Although our clinical operations throughout Iowa City understandably get a lot of our attention, we are also planning how Internal Medicine can play a role in the new North Liberty facility. It is likely that services such as ID and cardiology, and perhaps several others as well, will provide support when that facility begins operations in April 2025. Outside Johnson County, we are also closely watching our now well-established oncology practice in the Quad Cities as well as new services in endocrinology and cardiology. Also on the deck for 2025, we are assessing the needs and our capacity to play a part in the expansion into the Des Moines area.
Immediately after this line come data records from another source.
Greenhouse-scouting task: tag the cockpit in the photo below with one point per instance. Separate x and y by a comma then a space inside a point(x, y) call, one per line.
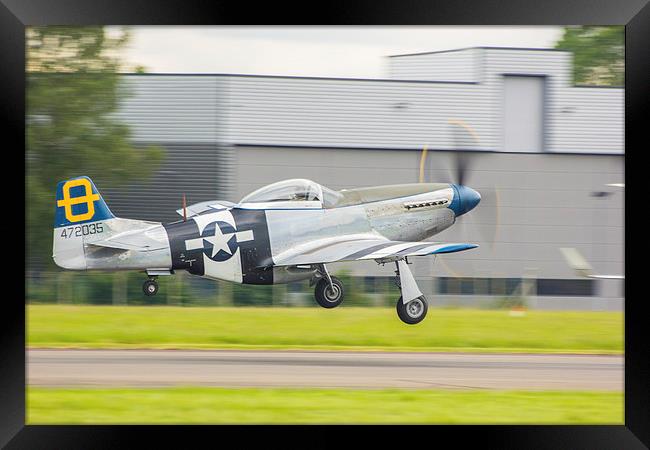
point(294, 193)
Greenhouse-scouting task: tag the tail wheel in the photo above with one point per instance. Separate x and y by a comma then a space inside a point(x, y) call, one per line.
point(412, 312)
point(150, 287)
point(329, 297)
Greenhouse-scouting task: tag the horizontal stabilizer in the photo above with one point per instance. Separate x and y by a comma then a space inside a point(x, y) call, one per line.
point(138, 240)
point(582, 268)
point(211, 205)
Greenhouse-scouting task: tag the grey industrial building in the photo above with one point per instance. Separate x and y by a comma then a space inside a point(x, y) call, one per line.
point(544, 147)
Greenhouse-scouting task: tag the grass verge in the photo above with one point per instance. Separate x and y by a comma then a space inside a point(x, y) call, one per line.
point(54, 326)
point(182, 405)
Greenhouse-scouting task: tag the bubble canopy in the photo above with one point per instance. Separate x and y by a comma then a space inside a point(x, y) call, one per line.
point(294, 190)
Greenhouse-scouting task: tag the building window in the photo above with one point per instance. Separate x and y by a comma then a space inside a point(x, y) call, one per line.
point(513, 286)
point(562, 288)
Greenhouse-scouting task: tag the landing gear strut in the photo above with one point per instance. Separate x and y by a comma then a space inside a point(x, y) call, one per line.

Where are we headed next? The road to providing for patients from all four corners of Iowa may twist or double-back and likely include strategies to reach patients where they are located, through the extended network of an integrated healthcare system and through telehealth. Extending our geographic reach will require creative thinking and fresh ideas to fuel and sustain our growth. Other approaches for growth include becoming nimble in using billing code (G221) that can be applied in complex continuity of care interactions, as recently introduced by leaders in our Division of Immunology. Well done! I am also grateful to Grant Worthington, who joins us from hospital administration as our next interim clinical department administrator. His experience both in the C-suite as well as his successful years in the Department of Otolaryngology give me confidence in the sustainability of our critical work.